Trade and engineering secrets are big business in todays car industry
Zhejiang Geely Holding Group Co., China’s largest carmaker, is suing electric vehicle startup WM Motor for violating business secrets and is requesting 2.1 billion yuan (USD294 million) in compensation.
Shanghai High People’s Court is scheduled to start hearing the case on September 17 this year. WM Motor, responding to media reports on the lawsuit, denied Geely’s charges in a statement last week and said it has strong confidence in winning the case in court.
The lawsuit was filed in 2018 by Geely Group, along with its research institute, against WM Motor and three of WM Motor’s subsidiaries: an assembly plant in the east China city of Wenzhou, its Shanghai-based mobility provider and an EV sales company.
WM Motor was incorporated in Shanghai in 2016. Its founder, Freeman Shen, and two other senior executives previously worked for Geely Group.
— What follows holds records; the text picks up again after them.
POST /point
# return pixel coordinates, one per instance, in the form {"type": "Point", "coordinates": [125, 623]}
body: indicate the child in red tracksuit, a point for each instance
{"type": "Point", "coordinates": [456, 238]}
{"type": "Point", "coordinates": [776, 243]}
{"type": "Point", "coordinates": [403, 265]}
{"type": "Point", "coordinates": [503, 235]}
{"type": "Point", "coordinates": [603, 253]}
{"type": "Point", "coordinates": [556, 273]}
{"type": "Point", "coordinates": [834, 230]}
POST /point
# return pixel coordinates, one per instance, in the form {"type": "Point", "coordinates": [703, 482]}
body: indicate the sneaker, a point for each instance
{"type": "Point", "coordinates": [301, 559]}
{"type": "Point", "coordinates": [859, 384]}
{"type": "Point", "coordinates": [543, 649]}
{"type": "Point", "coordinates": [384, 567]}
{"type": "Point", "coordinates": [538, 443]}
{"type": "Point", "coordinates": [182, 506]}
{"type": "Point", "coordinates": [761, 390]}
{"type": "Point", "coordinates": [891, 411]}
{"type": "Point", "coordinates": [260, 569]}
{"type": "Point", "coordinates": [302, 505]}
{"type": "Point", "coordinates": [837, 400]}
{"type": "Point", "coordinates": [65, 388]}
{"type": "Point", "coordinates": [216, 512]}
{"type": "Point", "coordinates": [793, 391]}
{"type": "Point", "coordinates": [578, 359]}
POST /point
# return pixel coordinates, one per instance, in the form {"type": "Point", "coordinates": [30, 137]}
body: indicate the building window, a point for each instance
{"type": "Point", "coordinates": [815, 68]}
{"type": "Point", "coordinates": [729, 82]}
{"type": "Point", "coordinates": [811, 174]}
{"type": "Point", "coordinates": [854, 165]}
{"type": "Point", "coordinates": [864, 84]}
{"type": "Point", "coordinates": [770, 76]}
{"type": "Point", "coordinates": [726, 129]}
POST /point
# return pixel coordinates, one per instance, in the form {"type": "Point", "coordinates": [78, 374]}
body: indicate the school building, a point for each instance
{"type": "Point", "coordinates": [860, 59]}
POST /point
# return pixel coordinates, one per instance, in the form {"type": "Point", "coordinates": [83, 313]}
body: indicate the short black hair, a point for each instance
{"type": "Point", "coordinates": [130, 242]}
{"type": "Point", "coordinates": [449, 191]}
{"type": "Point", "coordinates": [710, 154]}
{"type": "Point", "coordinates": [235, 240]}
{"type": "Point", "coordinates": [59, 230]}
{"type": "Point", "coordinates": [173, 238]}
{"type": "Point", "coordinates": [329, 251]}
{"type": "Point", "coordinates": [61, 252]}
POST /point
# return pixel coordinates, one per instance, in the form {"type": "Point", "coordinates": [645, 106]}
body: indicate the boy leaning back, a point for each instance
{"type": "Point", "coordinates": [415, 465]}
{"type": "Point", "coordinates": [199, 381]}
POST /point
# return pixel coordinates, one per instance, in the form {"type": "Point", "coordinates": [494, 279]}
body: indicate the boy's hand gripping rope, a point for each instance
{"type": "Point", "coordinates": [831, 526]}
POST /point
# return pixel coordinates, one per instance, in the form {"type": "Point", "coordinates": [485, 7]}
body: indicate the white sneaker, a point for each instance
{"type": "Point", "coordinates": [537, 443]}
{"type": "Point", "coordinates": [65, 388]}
Lu Bin, WM Motor’s co-founder and senior vice president, became vice president of Geely Automobile Holdings, Geely Group’s Hong Kong-listed subsidiary, in 2013.
Shen joined Geely Group in 2009 and became vice president in charge of overseas acquisitions. He was appointed China president of Volvo Car Corp. after Geely Group acquired the Swedish carmaker from Ford Motor Co. in 2020.
This is China’s first IP legal battle. WM Motor, which has Baidu among its investors, has not responded to any media‘s request for a comment on the lawsuit.
WM is one of the few emerging EV makers in China that has started to mass produce its vehicles.
The EV maker delivered more than 9,000 vehicles to buyers in the first seven months of this year, reported last month, citing Wang Jing, who leads the company’s secondhand vehicle department. It surpassed another EV maker Nio in shipment between January and July, which delivered 8,379 vehicles.